Flußabwärts geht´s schneller, wir fahren mit dem Strom, flußabwärts machen wir es uns gemütlicher, wir sind gut im Zeitplan, wir lassen uns stundenlang treiben um die Ausrüstung zu trockenen.

Flußabwärts immer Flußabwärts, im Gedanken bei den Yanomami und dem Ursprung des Casiquiare, im Ohr den ständigen Lärm unseres 40 PS Außenboders.

Der Orinoko ist seit unserer Flußaufwärtsfahrt um mehr als 3 m gestiegen, er ist vorgedrungen in den Dschungel, er hat viele Kilometer Flußufer in eine Sumpflandschaft verwandelt, wo vor einer Woche noch Erdreich war ist jetzt Wasser, wo vor einer Woche noch Wildschweine gegrast und Jaguare gejagt haben schwimmen jetzt Fische, wo vor einer Woche noch Büsche waren schauen jetzt nur noch die Spitzen aus dem Wasser. 

Eigentlich müßten wir in der Trockenzeit die selbe Reise nochmals unternehmen, in der Trockenzeit gibt´s hier an den Ufern kilometerlange Sandstrände, viele große Steine im Fluß, viele Inseln die jetzt unter Wasser sind, aber in der Trockenzeit, ja, das wäre zu einfach und zu trocken im Regenwald.

Wir sitzen stundenlang am Bug oder Dach des Bongo, der überschwemmte Dschungel gleitet an uns vorbei.

Bei den Menschen hier wird einem erst richtig bewußt, wie hochtechnisiert wir heute sind, wie weit weg vom Leben ohne technische Hilfsmittel. Ohne den ganzen Kram ausgesetzt in der Wildnis ist es mit uns hochtechnisierten Menschen in wenigen Tagen vorbei, all die Sinne für Orientierung, all die Kenntnisse über eßbares und nicht eßbares, all die Kenntnisse über Jagd, Fischerei, Anbau von Obst, Früchten und Gemüse, all die Kenntnisse der Herstellung von Gebrauchsgegenständen aus den alltäglichen Dingen der Natur und mit wenigen technischen Hilfsmitteln gehen in unserer hochtechnisierten Welt unwiederbringlich verloren.

Wer kann heute noch einen Korb flechten, wer kann heute noch einen Besen binden, wer kann heute noch Gemüse pflanzen, wer kann heute noch Tiere schlachten, wer kann heute noch ohne Backautomaten Brot backen, wer kann heute noch Tierfelle gerben, wer kann heute noch Leder herstellen, wer kann heute noch Lebensmittel haltbar machen, wer kann heute noch Fleisch räuchern oder Käse erzeugen, wenige. Ohne Strom, Auto, Supermarkt und Baumarkt, ohne Handy und Internet sind wir heute kaum noch lebensfähig und täglich weniger.

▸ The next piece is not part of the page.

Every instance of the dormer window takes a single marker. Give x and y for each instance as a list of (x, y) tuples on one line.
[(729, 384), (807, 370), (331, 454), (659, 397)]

Und all das Wissen geht auch mehr und mehr bei den Menschen hier verloren, die werden überrollt von der hochtechnisierten Welt, die werden überrollt von uns und eines Tages unzufriedener und unglücklicher leben als heute, und eines Tages nur mehr dem Geld hinterherhetzen bis sie umfallen, ohne wirklich gelebt zu haben, so wie wir in Europa.

Wir nächtigen an einer idyllischen Stelle an einem großen Stein,

wir baden,

ich versuche mein Angelglück.

Flako, unser zivilisierter Indianer erzählt, während wir auf Jagd waren haben die Yanomami einen Wels mit 1,2 m und 80 kg gefangen, mir blieb das Anglerglück verwehrt, aber man kann ja nicht alles haben im Leben. Unseren zivilisierten Indianer, Flako, der ist zuvorkommend, der sitzt den ganzen Tag am Gasgriff des Außenborders, der ist Küchengehilfe, der schuftet am meisten von allen, der hatte einen Arbeitstag von 15h, der ist der freundlichste und zuvorkommendste Indianer den wir kennen.